Alors pour inciter les entreprises à ne pas laisser les candidats dans le flou, les plateformes d'offres d'emploi développent des solutions. Aux États-Unis, Linkedin expérimente actuellement une nouvelle fonctionnalité et affiche des "informations sur la réactivité" des entreprises. Ces indications permettent aux candidats de savoir quelles annonces sont activement examinées par les employeurs. Une nouveauté qui pourrait bientôt être généralisée.

"On devrait pouvoir espérer une arrivée de ces fonctionnalités dans les prochains mois en France", annonce Linkedin France à BFM Business.

D'autres plateformes d'offres d'emploi se sont déjà penchées sur le sujet. En mai 2023, Hellowork a lancé le label "Super Recruteur". Il permet de distinguer les employeurs qui proposent "des processus de recrutement clairs et transparents".

Un label "gagnant-gagnant"

"Il constitue un levier particulièrement intéressant aussi pour les petites structures (TPE), leur permettant de se démarquer auprès des candidats malgré des ressources plus limitées que les grandes entreprises", explique Hellowork.

"C'est une relation gagnant-gagnant, les candidats ont plus de transparence et les recruteurs ont +10% de candidatures en moyenne", assure la plateforme.

Pour obtenir ce label, les entreprises doivent impérativement indiquer le salaire sur plus de 70% de leurs offres d’emploi. Elles doivent aussi répondre à au moins deux des cinq critères suivants: communiquer des informations clés sur l’entreprise (chiffre d’affaires, effectif, parité, etc.), décrire clairement le processus de recrutement, assurer un suivi transparent des candidatures, s’engager à une réponse rapide aux candidats (moins de 15 jours) et détailler leur politique de télétravail.

Hellowork assure également le suivi de certaines candidatures et prévoit, courant 2025, de prévenir elle-même les candidats qui n'ont pas été retenus.

Des badges "employeurs réactifs"

Encore plus avant-gardiste, le site Indeed a développé les badges "employeurs réactifs" dès 2018. Une icône permet de distinguer les entreprises qui répondent systématiquement à plus de la moitié des messages. Les badges permettent aussi à ces employeurs de gagner en visibilité sur la plateforme.

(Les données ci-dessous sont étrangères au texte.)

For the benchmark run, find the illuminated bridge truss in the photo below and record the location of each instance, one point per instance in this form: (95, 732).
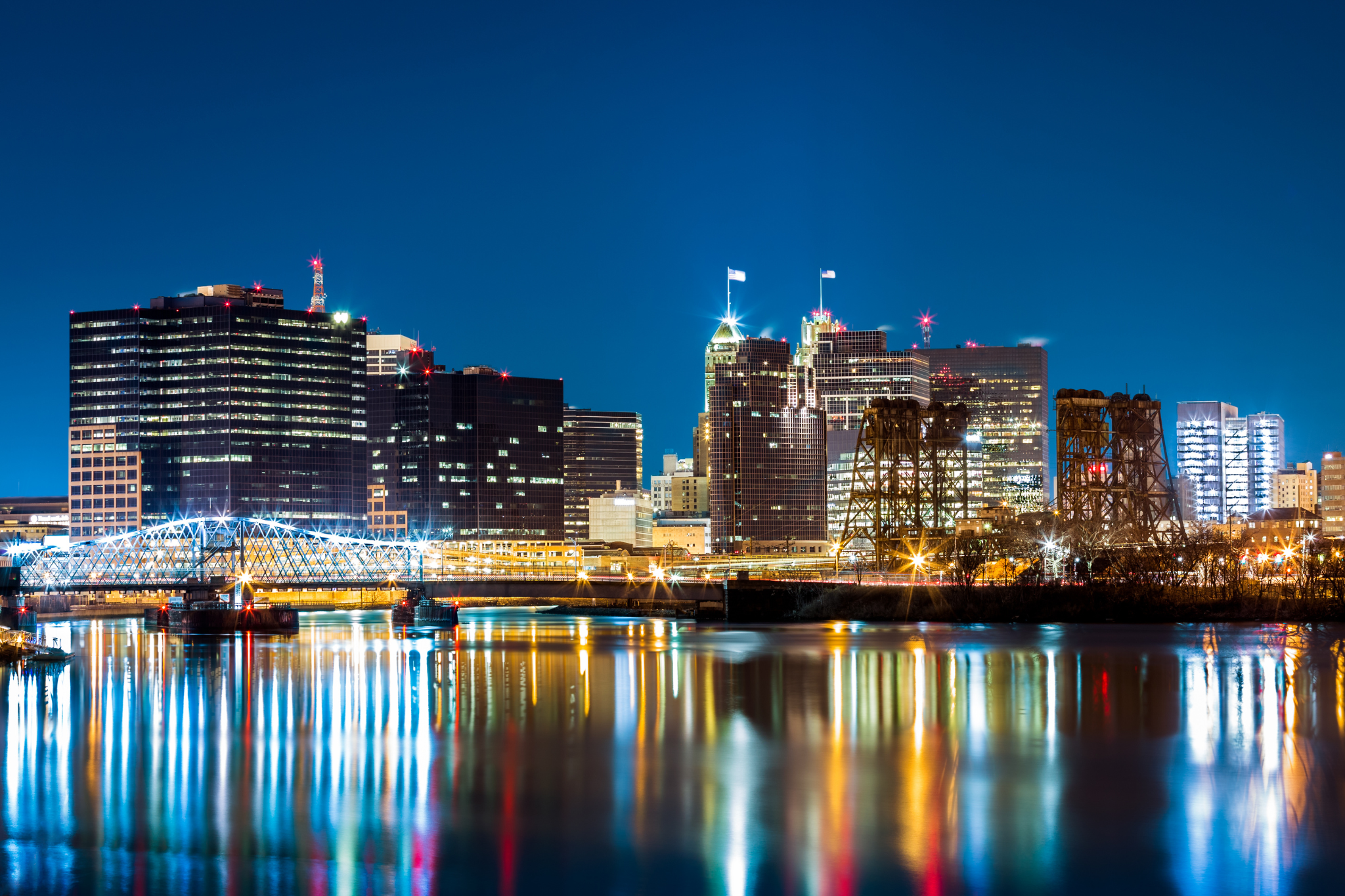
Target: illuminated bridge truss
(198, 550)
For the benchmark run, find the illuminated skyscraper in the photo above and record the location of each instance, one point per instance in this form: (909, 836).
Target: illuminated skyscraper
(766, 442)
(228, 405)
(1005, 391)
(854, 367)
(1231, 459)
(464, 454)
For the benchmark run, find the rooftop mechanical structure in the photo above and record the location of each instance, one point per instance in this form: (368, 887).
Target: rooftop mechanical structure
(1111, 464)
(910, 477)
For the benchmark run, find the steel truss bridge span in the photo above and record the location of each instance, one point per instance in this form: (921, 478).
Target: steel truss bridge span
(173, 555)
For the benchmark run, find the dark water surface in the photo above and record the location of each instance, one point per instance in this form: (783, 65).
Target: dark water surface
(549, 754)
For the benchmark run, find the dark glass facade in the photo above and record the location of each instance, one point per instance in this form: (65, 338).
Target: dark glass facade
(602, 449)
(767, 446)
(464, 454)
(234, 406)
(1005, 391)
(854, 367)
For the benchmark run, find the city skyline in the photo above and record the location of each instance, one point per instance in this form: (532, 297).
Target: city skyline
(738, 322)
(489, 195)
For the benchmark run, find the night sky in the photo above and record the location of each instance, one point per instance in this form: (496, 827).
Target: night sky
(1155, 190)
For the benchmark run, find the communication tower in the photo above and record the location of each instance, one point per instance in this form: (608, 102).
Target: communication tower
(319, 303)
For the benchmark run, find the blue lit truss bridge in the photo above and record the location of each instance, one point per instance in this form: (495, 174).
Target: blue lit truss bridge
(198, 550)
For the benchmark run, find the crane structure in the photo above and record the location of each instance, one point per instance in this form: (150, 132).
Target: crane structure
(319, 301)
(1111, 464)
(910, 477)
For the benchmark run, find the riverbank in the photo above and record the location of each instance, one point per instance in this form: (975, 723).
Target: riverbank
(1043, 603)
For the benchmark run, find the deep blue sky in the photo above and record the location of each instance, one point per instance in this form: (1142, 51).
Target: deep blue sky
(1153, 188)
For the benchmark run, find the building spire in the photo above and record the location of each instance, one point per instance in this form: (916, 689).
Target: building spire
(319, 301)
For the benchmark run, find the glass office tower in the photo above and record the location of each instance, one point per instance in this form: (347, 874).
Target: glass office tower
(854, 367)
(232, 405)
(767, 444)
(1005, 391)
(464, 454)
(602, 449)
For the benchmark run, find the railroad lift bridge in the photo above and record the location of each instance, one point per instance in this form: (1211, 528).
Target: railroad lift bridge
(205, 558)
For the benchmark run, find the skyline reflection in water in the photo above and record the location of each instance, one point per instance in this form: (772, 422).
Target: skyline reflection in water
(526, 754)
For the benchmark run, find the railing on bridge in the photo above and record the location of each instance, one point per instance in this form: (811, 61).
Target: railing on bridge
(174, 554)
(183, 553)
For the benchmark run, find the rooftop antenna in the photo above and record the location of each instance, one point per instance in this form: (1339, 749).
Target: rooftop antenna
(926, 324)
(728, 288)
(319, 303)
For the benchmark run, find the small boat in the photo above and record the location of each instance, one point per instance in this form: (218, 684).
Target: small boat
(49, 654)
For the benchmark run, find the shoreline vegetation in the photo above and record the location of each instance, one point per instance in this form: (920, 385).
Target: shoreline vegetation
(1044, 603)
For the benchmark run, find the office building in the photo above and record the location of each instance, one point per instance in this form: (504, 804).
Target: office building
(1212, 453)
(102, 501)
(228, 403)
(767, 444)
(690, 534)
(464, 454)
(622, 516)
(1331, 495)
(34, 519)
(1231, 459)
(1296, 486)
(1274, 530)
(854, 367)
(701, 445)
(381, 351)
(678, 494)
(602, 449)
(1005, 393)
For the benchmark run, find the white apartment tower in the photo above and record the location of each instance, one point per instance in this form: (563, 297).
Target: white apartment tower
(1229, 459)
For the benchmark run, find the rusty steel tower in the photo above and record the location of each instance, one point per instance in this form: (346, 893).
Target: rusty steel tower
(910, 476)
(319, 301)
(1111, 464)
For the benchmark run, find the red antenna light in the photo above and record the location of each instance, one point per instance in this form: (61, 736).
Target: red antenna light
(319, 301)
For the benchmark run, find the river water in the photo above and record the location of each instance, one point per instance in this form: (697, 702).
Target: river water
(537, 754)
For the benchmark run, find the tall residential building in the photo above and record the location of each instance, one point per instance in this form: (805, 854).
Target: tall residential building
(1296, 486)
(854, 367)
(1005, 393)
(1212, 453)
(1332, 495)
(464, 454)
(1265, 457)
(767, 444)
(1231, 459)
(381, 351)
(232, 405)
(603, 449)
(678, 494)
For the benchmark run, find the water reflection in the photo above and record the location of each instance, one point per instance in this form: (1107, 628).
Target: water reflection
(525, 753)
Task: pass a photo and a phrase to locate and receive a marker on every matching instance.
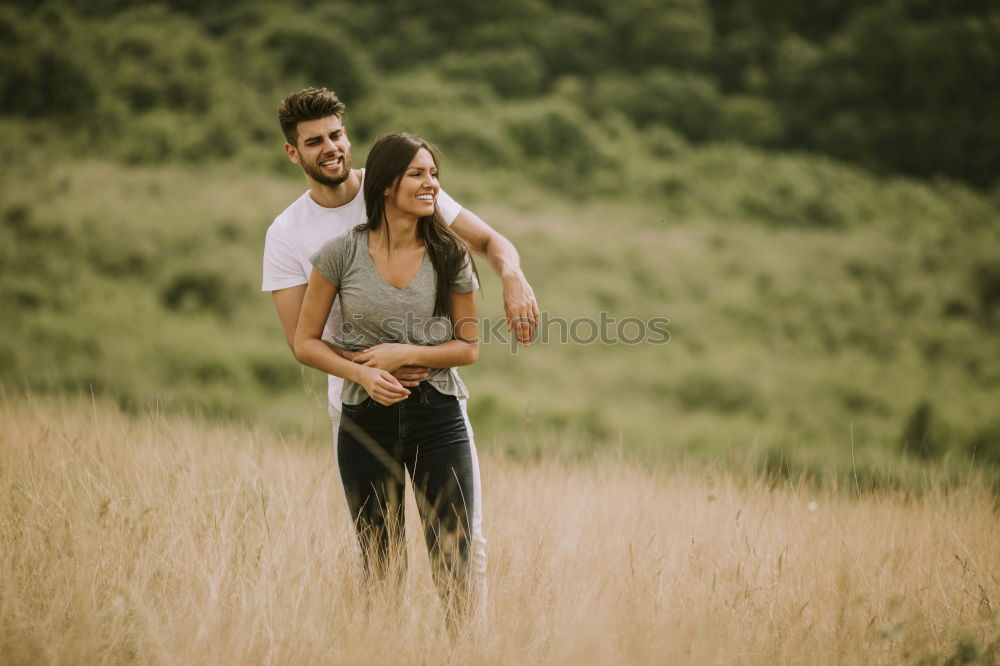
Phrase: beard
(315, 172)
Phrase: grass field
(157, 539)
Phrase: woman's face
(417, 188)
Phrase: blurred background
(808, 192)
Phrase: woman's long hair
(387, 162)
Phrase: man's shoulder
(291, 215)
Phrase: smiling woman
(405, 283)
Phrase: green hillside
(788, 337)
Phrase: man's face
(322, 150)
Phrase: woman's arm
(311, 350)
(463, 349)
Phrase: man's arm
(518, 297)
(288, 303)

Mais ils ne sont pas disponibles pour les offres qui renvoient directement sur les sites carrières des grandes entreprises. "Les TPE-PME n'ont généralement pas de site dédié et déposent les annonces directement sur Indeed, on peut alors analyser les données comme le temps de réponse", détaille Éric Gras.

"On fait aussi beaucoup de pédagogie auprès des entreprises, en leur expliquant qu'une offre qui ne mentionne pas le salaire aura 80% de clics en moins."

La plateforme propose également un onglet "avis" (près de 13 millions de notes et avis recensés en 2024 en France).

Jobmatching

Enfin, Indeed mise désormais sur l'intelligence artificielle pour faire du "matching" et proposer des jobs adéquats aux demandeurs d'emploi. Pour cela, l'IA se base sur le profil des candidats mais aussi sur leurs clics, leurs recherches...

"Ça nous permet par exemple d'estimer si la recherche est urgente ou pas, si un candidat préfère les PME ou les grands groupes...", détaille-t-il.

Un des objectifs est de réduire le flux de candidatures. "C'est un cercle vicieux car moins les candidats ont de réponses, plus ils envoient de CV pour maximiser leurs chances", explique Éric Gras.

"On veut faire en sorte que pour une même offre, il y ait moins de candidatures, mais de meilleure qualité", espère-t-il. "Ainsi les employeurs pourront prendre le temps de rédiger une réponse personnalisée à ceux qui n'auront pas été retenus."

* Étude menée par OpinionWay pour Indeed en juin 2023 auprès de:

- 637 salariés “chercheurs d’emploi” (en emploi et qui recherchent activement ou passivement un nouvel emploi) issus d’un échantillon représentatif de la population des salariés des entreprises privées de 20 salariés et plus en France.

- 547 salariés “recruteurs” (salariés qui encadrent au moins une personne et participent au processus de recrutement dans leur entreprise) issu d’un échantillon représentatif de la population des salariés des entreprises privées de 20 salariés et plus en France.

Les deux échantillons ont été constitués selon la méthode des quotas au regard des critères de sexe, d’âge, de catégorie socioprofessionnelle, de secteur d’activité, de taille d’entreprise et de région d’implantation.